Of late, there hasn’t been a shortage of good science fiction comics. Fans of the genre are spoiled with choices and new series seem to be announced each week. Now it seems that the struggle isn’t to find a solid scifi story, but to find one that sets itself apart from its peers. Invisible Republic, a new Image series created by Gabriel Hardman and Corinna Bechko, sets itself apart from the outset.
The story follows Croger Babb, a journalist hunting for a story on the small moon Avalon. The story takes place after the fall of the Malory regime, but the details of that fall are scarce. Instead, readers are thrust directly into the aftermath. Babb finds his story when he comes across a series of diary entries in a pile of kindling. They belong to Maia Reveron and the middle portion of the book tells her story. Maia and her cousin Arthur are living in a tent on the shore, surviving off of malnourished fish and barnacles.
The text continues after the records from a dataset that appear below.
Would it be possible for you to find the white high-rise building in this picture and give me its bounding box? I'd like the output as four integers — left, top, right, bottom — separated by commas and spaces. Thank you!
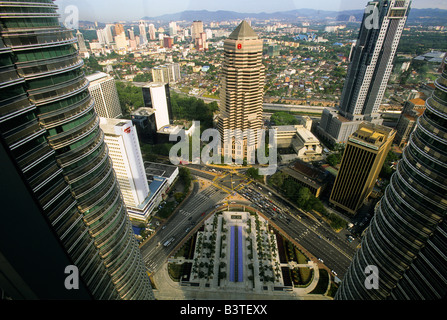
100, 118, 150, 207
317, 0, 411, 144
169, 21, 177, 37
96, 29, 107, 45
104, 24, 115, 44
86, 72, 123, 118
139, 20, 147, 45
152, 63, 181, 83
142, 83, 172, 130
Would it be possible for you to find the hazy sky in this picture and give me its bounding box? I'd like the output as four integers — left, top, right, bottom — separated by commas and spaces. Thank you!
55, 0, 447, 22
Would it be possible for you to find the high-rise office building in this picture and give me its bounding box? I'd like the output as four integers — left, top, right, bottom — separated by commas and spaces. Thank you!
100, 118, 149, 207
138, 20, 149, 45
151, 63, 181, 83
86, 72, 123, 118
142, 83, 173, 130
169, 21, 177, 37
191, 20, 203, 41
335, 56, 447, 300
0, 0, 153, 299
162, 36, 174, 49
317, 0, 411, 143
103, 24, 115, 44
217, 21, 265, 159
115, 23, 125, 36
394, 98, 425, 147
76, 30, 88, 53
149, 23, 156, 40
329, 122, 396, 214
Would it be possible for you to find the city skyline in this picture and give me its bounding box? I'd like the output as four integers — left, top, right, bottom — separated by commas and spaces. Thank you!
56, 0, 447, 22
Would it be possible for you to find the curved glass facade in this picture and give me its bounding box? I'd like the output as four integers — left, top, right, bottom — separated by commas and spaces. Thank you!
335, 57, 447, 300
0, 0, 153, 300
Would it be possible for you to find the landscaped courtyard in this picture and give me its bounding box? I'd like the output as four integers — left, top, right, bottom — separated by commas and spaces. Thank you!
170, 209, 317, 291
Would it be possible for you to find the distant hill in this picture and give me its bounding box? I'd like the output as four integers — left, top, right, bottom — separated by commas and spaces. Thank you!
142, 9, 447, 25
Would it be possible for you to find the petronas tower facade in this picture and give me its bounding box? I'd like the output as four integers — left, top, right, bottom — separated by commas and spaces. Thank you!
336, 55, 447, 300
0, 0, 153, 300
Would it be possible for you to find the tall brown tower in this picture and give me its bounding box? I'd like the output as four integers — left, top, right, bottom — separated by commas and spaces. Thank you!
217, 21, 265, 158
330, 122, 396, 214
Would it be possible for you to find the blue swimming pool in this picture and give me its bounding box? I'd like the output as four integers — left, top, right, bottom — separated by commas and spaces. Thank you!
230, 226, 244, 282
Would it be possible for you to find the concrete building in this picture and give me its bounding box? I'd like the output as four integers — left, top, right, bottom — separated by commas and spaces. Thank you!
217, 21, 265, 159
281, 161, 328, 198
151, 63, 181, 83
191, 21, 203, 41
142, 82, 173, 130
317, 0, 411, 144
272, 117, 323, 163
149, 23, 156, 40
329, 122, 396, 214
100, 118, 149, 207
138, 20, 149, 46
86, 72, 123, 118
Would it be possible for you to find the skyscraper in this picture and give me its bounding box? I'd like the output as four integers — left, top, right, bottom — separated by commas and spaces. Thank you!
100, 118, 150, 207
151, 63, 181, 83
76, 30, 88, 53
142, 83, 173, 130
138, 20, 149, 45
86, 72, 123, 118
149, 23, 156, 40
217, 21, 265, 158
317, 0, 411, 143
335, 55, 447, 300
0, 0, 153, 299
329, 122, 396, 214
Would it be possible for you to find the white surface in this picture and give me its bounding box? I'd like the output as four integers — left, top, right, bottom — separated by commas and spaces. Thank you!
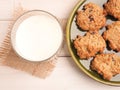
12, 11, 63, 61
0, 0, 120, 90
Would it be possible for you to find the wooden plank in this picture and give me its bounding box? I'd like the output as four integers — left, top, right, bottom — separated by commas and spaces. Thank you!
15, 0, 78, 18
0, 57, 117, 90
0, 0, 14, 20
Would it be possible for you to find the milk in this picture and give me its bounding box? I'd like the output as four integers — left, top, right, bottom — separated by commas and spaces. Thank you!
13, 12, 63, 61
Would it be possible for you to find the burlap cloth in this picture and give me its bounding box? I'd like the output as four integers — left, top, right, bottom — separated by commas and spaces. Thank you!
0, 7, 66, 78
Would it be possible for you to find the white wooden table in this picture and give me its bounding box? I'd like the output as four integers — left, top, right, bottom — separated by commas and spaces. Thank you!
0, 0, 120, 90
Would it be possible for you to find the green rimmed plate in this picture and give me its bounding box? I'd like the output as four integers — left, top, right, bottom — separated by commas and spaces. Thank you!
66, 0, 120, 86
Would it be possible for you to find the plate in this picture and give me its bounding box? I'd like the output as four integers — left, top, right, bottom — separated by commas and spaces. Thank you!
66, 0, 120, 86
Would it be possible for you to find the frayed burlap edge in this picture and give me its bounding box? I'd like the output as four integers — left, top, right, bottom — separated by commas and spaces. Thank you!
0, 7, 66, 78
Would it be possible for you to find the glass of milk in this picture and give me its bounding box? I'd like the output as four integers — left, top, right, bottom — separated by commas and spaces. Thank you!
11, 10, 63, 61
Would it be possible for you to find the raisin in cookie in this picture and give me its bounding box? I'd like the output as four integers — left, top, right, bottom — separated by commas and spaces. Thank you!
76, 3, 106, 31
103, 21, 120, 51
104, 0, 120, 20
91, 54, 120, 80
73, 32, 106, 59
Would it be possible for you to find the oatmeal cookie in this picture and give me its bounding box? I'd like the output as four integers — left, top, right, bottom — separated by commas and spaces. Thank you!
91, 54, 120, 80
103, 21, 120, 51
73, 32, 106, 59
104, 0, 120, 20
76, 3, 106, 31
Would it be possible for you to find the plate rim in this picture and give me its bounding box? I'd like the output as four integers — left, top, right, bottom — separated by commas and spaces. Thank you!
66, 0, 120, 86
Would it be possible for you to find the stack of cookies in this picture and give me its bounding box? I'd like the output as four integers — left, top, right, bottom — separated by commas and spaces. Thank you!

Again, the context is very limited and rather than focus on how they came to be there, the story stays grounded in the present action.
The most interesting part of the book is the focus on characters over the world. There are very few hints about the world around Babb, making each one a precious detail to hold onto. It allows the imagination to run wild while providing readers with solid characters to care about. With the full length of the book devoted to the characters, it allows them to be further developed by the end of the issue than most other series. Hardman and Bechko masterfully keep the connection between these characters and the overarching plot hidden until the last page, making for a revelation that is guaranteed to bring readers back next month.
Hardman’s art is a fantastic fit for the story. He crafts the individual environments with an eye for detail, making the settings feel gritty and alive. The level of detail consistently presented in each panel is stunning. Jordan Boyd’s coloring brings it all together, presenting Avalon as a grim dystopia. I was most impressed by the action sequences in the middle section of the book. When a fight breaks out, the blows feel like they carry weight. It’s brutal, but captivating.
Invisible Republic #1 is a great comic for what it tells readers as much as what it keeps close to the chest. Hardman and Bechko work together like a dream, promising a gripping political thriller in future installments. Do not miss this issue.